In The Mindharp of Sharu, Lando wins a droid in a sabacc game and has to go to another planet to claim it. The droid he gets is the endearing Vuffi Raa, which you will see in all three stories. While he's there, he gets arrested. In order to get out of it, he must go to a nearby planet to obtain an ancient artifact called the Mindharp of Sharu that numerous people have been unsuccessful at obtaining. Apparently, the Mindharp contains great power. Power that Rokur Gepta, a sorceror from the planet Tund, is anxious to get his hands on. I'll leave it at that so I don't give away the end.

In The Flamewind of Oseon, Lando gets in big trouble again in the Oseon system and another shady deal is struck. The Governor of the Oseon System sets up a sting operation on an extremely wealthy denizen of the System who happens to be addicted to a highly illegal drug.

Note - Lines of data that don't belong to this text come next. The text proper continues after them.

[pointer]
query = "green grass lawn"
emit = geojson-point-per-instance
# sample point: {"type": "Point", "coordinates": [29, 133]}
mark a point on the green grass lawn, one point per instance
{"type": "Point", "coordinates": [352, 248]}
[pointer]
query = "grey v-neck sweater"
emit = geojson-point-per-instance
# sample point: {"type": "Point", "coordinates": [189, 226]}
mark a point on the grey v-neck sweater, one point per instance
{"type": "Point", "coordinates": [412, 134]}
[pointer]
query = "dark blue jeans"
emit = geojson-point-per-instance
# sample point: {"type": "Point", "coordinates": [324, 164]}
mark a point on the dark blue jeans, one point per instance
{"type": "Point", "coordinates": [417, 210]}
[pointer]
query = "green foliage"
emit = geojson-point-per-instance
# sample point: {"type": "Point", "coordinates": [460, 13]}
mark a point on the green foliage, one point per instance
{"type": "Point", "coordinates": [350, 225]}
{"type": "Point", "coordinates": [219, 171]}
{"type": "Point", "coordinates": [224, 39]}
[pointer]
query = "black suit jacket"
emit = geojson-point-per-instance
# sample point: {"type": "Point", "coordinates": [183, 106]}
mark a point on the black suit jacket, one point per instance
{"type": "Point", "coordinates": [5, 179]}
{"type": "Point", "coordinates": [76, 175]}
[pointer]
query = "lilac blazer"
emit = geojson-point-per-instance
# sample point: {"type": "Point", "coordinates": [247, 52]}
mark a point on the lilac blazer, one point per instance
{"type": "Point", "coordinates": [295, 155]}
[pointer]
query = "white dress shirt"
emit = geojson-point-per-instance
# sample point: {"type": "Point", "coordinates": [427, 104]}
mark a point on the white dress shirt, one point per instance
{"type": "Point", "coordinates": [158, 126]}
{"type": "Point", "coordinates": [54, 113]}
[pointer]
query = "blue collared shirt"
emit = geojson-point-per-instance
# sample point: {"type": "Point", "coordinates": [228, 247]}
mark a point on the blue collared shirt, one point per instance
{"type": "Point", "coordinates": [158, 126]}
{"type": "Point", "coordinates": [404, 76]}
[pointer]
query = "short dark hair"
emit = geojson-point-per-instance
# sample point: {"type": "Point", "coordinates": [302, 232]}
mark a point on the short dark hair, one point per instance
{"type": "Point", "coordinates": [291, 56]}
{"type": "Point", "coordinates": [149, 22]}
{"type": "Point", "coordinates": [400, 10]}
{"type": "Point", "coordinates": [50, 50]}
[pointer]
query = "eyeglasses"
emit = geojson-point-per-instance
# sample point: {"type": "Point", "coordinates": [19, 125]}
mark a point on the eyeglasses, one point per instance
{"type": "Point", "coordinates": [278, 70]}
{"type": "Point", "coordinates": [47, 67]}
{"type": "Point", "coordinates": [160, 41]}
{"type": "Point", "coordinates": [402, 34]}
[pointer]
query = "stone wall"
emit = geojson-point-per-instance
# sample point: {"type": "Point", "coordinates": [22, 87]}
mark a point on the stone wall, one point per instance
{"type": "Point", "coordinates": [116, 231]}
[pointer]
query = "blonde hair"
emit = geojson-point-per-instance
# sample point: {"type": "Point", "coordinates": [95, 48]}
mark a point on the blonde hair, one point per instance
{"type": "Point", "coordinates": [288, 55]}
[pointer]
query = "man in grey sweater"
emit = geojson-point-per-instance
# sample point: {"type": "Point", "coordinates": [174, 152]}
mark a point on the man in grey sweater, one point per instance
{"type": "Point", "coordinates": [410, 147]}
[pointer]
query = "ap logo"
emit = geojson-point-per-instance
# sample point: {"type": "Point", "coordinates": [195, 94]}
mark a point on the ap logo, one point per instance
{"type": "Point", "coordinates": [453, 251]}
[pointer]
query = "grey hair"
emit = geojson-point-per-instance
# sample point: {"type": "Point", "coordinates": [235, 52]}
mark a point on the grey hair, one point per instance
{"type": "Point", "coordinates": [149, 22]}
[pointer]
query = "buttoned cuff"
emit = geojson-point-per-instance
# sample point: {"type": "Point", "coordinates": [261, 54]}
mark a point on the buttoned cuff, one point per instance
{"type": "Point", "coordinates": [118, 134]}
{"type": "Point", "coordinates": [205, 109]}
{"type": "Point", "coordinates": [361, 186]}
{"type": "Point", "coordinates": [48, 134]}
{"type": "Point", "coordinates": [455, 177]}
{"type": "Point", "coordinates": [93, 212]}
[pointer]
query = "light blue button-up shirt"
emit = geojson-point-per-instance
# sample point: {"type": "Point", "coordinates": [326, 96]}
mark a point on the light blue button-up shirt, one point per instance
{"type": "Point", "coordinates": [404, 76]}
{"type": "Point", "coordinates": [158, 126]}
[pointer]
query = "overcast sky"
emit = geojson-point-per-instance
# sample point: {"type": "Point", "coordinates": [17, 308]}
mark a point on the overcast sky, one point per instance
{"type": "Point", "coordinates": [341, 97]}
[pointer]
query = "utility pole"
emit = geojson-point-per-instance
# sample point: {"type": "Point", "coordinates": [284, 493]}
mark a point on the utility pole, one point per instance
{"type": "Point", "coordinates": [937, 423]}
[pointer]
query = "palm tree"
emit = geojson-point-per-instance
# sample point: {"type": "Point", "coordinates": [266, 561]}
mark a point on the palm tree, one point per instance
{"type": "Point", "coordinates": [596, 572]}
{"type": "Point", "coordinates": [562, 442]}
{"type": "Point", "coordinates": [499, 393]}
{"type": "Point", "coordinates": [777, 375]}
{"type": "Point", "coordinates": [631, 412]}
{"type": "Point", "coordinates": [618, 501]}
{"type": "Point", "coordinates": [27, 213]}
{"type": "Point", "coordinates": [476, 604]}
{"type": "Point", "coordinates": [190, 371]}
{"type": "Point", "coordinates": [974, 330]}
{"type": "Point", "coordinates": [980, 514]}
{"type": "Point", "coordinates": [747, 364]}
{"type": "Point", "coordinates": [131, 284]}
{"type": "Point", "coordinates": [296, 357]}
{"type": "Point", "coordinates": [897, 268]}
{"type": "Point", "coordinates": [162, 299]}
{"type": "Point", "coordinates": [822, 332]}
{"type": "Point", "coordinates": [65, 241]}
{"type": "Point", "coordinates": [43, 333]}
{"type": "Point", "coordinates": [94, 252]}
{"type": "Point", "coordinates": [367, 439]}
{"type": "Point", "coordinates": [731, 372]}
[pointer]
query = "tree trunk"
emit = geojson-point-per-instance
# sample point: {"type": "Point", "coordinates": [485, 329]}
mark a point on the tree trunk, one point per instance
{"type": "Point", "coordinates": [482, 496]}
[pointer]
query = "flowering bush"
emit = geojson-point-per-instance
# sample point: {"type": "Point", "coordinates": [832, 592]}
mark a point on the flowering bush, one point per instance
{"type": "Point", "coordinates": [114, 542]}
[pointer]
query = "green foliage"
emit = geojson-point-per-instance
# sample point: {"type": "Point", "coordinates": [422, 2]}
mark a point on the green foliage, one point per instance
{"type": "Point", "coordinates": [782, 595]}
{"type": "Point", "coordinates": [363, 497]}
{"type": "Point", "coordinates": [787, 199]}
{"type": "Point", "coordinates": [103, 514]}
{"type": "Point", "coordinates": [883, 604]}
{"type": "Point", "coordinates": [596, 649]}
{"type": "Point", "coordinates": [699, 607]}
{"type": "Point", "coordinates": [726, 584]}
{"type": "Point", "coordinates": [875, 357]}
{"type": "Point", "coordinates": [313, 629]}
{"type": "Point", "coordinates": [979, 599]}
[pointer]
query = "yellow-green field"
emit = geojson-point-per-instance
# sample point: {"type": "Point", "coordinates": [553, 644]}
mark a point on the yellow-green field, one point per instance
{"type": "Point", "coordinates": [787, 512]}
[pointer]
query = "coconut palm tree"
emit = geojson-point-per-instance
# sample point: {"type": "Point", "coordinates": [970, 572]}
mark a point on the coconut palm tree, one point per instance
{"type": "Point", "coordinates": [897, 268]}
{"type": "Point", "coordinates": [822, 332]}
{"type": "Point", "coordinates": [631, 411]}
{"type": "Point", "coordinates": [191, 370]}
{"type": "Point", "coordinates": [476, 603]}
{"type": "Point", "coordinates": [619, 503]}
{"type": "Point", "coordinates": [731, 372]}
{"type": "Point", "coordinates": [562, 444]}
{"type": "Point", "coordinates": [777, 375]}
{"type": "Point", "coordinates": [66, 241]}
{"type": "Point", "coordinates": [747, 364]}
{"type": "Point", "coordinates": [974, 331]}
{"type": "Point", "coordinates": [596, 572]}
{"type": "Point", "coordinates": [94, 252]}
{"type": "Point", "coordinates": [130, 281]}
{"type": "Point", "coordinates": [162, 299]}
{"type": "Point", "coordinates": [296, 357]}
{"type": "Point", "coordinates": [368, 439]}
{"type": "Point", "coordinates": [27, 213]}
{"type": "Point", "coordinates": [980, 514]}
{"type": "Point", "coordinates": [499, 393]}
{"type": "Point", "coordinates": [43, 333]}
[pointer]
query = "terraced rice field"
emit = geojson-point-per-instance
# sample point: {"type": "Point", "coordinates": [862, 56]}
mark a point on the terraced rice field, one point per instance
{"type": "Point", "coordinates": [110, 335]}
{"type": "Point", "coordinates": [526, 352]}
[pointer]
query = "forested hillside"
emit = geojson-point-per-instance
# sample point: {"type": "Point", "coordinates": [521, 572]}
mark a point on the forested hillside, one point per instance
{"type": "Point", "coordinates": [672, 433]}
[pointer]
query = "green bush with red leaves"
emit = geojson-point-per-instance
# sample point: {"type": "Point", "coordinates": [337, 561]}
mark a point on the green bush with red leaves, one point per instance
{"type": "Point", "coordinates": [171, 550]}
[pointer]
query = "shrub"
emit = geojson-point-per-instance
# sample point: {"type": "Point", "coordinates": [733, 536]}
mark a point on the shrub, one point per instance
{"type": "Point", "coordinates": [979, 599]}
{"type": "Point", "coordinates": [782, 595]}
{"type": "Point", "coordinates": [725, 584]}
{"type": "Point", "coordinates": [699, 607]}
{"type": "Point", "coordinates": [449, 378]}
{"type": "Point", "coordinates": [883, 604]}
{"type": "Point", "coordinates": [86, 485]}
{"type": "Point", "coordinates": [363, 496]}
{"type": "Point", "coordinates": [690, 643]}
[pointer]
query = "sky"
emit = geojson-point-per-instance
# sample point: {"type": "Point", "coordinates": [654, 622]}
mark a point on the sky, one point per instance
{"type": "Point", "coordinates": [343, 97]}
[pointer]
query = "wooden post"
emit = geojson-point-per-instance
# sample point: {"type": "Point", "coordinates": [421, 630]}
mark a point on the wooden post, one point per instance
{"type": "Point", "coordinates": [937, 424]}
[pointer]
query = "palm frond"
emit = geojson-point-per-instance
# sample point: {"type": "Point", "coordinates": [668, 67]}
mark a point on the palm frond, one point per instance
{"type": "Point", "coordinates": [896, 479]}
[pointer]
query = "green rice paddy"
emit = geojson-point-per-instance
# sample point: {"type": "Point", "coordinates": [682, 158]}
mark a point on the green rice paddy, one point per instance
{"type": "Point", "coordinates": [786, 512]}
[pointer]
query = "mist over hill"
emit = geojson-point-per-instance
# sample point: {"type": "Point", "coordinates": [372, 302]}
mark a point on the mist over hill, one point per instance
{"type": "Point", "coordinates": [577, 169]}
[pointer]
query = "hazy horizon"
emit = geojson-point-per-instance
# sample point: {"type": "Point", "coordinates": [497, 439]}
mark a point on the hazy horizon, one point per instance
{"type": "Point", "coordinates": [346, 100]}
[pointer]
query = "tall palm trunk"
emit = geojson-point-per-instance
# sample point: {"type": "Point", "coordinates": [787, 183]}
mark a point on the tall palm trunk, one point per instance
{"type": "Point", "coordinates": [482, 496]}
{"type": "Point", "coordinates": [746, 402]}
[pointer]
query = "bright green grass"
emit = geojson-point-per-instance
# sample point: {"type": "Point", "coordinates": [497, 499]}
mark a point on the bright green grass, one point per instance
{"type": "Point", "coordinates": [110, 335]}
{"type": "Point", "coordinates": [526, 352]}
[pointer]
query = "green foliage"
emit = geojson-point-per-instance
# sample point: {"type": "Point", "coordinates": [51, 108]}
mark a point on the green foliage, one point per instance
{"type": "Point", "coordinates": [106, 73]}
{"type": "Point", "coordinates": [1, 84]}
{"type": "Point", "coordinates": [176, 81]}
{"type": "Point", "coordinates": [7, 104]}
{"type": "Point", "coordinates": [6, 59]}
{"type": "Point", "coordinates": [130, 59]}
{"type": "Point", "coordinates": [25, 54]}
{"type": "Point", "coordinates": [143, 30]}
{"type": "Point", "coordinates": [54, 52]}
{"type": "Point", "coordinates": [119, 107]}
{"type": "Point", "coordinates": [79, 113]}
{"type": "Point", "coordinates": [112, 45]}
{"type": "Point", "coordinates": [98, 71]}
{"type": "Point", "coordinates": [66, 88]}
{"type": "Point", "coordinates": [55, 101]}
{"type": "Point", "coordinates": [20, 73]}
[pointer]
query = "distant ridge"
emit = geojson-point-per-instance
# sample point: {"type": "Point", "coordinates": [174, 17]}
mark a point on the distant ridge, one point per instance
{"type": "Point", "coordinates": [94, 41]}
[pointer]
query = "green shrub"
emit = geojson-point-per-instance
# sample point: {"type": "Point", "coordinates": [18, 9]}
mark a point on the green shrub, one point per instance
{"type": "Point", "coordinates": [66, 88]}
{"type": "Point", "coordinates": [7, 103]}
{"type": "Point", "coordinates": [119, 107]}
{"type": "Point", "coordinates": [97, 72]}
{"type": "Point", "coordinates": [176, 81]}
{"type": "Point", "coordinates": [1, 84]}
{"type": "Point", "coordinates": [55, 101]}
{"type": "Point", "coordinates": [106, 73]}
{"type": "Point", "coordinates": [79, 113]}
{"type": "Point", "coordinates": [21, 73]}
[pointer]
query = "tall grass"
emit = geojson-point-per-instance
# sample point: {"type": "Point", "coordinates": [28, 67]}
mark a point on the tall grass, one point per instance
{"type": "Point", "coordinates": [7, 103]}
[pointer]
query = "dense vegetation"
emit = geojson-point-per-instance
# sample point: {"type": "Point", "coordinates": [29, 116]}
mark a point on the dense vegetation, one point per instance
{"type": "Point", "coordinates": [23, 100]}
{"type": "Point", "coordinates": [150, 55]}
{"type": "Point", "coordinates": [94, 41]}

He wants Lando to "sell" the drug to him while two undercovers are at his side during the deal. The problem? He has to fly to another asteroid in the system during the Flamewind. Every year the sun of the system spits out heinous solar flares for a week or so. Although they are very beautiful to watch, they are very dangerous to fly in. They screw up navigational equipment and mess with anything electronic in nature. Usually, nobody flies out of the system during the Flamewind, but Lando has to. Gepta appears in this story again and of course this whole deal was another setup for Lando.